Activation will be linear to the stationary frequency deviation. If linear control is not possible, it can be activated partially linearly (incrementally). Figure A is an example of step-regulated FCR-N, Figure B is an example of step-regulated FCR- up and Figure C is an example of linearly controlled FCR-N.
Figure A is an example of FCR-N from consumption regulated incrementally
The figure is a graph displaying frequency (Hz) on the x-axis and power (%) on the y-axis.
The x-axis ranges in value from 49.90 to 50.10 Hz. The y-axis ranges from -100 to 100. Origo is the point at which the frequency is 50 Hz and the power is 0%. The graph includes a red step-shaped line that runs from a point where the frequency is 49.90 Hz and the power is 100% to a point where the frequency is 50.10 and the power is -100%.
When the frequency is 50 Hz, no power is required (0%). Increasing the frequency from 50.0 Hz to 50.01 Hz changes the power by 10% (incrementally). Increasing the frequency from 50.01 to 50.02 Hz changes the power by an additional 10%. A corresponding ratio occurs when the frequency is decreased.
Note that this is an example, incremental regulation can take place in different ways. For resources with incremental regulation, there is some room for deviation from a proportional response.
The figure also includes a blue bar that encompasses the red step-shaped line. The blue bar shows the interval available for deviating from a proportional response.
Figure B is an example of FCR-D up from consumption regulated incrementally
The figure is a graph displaying frequency (Hz) on the x-axis and power (%) on the y-axis.
The x-axis ranges in value from 49.40 to 50.60 Hz. The y-axis ranges from -100 to 100. Origo is the point at which the frequency is 50 Hz and the power is 0%. The graph includes a red step-shaped line that runs from a point where the frequency is 49.50 Hz and the power is 100% to a point where the frequency is 49.8 and the power is 0%.
When the frequency is 50 Hz, no power is required (0%). Reducing the frequency from 49.90 Hz to 49.80 Hz changes the power by 25% (incrementally). Reducing the frequency from 49.80 Hz to 49.70 Hz changes the power by a further 25%. A corresponding ratio occurs when the frequency is decreased.
Note that this is an example, incremental regulation can take place in different ways. The figure also includes a blue bar that encompasses the red step-shaped line. The blue bar shows the interval available for deviating from a proportional response.
Figure C shows FCR-N from production that is controlled linearly
The figure is a graph displaying frequency (Hz) on the x-axis and power (%) on the y-axis.
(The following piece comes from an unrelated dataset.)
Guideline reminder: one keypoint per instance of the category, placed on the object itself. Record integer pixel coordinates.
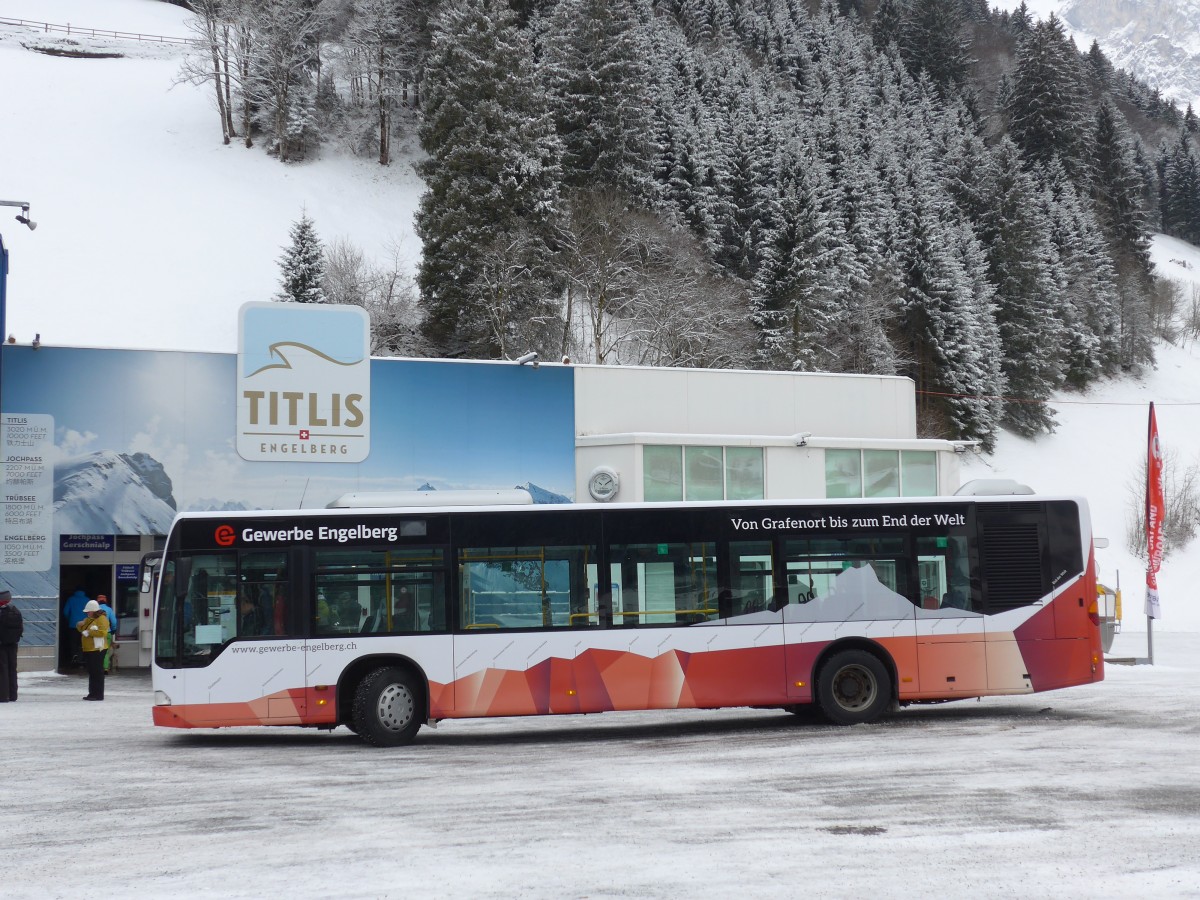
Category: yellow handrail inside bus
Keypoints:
(642, 612)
When the frequency is 50 Hz, no power is required (0%). The power changes in exact proportion to a change in frequency (linearly). In continuous (linear) control, activation will take place with a controller whose end value is linear and proportional to the frequency deviation.
The frequency will be measured with sufficient accuracy and resolution and the frequency signal will be used as a parameter for calculating the response setpoint. The setpoint can be calculated by e.g. a PID controller. Another option is a purely proportional regulator that can be combined with a ramp rate limiter or signal processing in the form of, for example, moving averages.
It is up to the provider to design and set up the controller in such a way that requirements such as activation time are met. Svenska kraftnät does not regulate in detail how this should take place, but assesses the suitability of the proposed solution during the prequalification process.